Authors:
Evripides Christodoulou
1
;
Andreas Gregoriades
1
;
Maria Pampaka
2
and
Herodotos Herodotou
1
Affiliations:
1
Cyprus University of Technology, Limassol, Cyprus
;
2
The University of Manchester, Manchester, U.K.
Keyword(s):
XGBoost, Topic Analysis, Word2Vec, Revisit Intention, Data Mining, Tourists’ Reviews.
Abstract:
Revisit intention is a key indicator for future business performance in the hospitality industry. This work focuses on the identification of patterns from user-generated data explaining the reasons why tourist may revisit a hotel they stayed at during their holidays and aims to identify differences among two classes of hotels (4-5 star and 2-3 star). The method utilises data from TripAdvisor retrieved using a scrapper application. Topic modelling is initially performed to identify the main themes discussed in each tourist review. Subsequently, reviews are labelled depending on whether they mention the intention of their author to revisit the hotel in the future using an ontology of revisit-intention generated using Word2Vec word embedding.

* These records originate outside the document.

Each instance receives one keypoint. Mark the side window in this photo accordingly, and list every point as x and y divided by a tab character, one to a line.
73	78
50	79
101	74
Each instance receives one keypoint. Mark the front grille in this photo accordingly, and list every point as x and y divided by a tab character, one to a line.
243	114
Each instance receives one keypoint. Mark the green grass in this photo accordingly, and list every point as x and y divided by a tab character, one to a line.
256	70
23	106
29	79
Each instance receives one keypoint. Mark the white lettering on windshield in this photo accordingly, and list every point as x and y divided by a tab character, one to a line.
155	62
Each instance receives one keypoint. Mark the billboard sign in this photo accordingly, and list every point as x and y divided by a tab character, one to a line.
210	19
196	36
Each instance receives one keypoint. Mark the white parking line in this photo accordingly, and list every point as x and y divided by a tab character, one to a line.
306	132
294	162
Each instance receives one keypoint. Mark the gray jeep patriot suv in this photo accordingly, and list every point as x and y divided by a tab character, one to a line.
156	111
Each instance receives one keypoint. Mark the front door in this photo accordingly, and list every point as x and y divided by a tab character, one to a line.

The identified topics from the labelled reviews are utilised to train an Extreme Gradient Boosting model (XGBoost) to predict revisit intention, which is then used to identify topic-patterns in reviews that relate to revisit intention. The learned
model achieved satisfactory performance and was used to identify the most influential topics related to revisit intention using an explainable machine learning technique to illustrate visually the rules embedded in the learned XGBoost model. The method is applied on reviews from tourists that visited Cyprus between 2009-2019. Results highlight that staff professionalism (e.g., politeness, smile) is critical for both classes of hotels; however, its effect is smaller on 2-3 start hotels where cleanliness has greater influence on revisiting.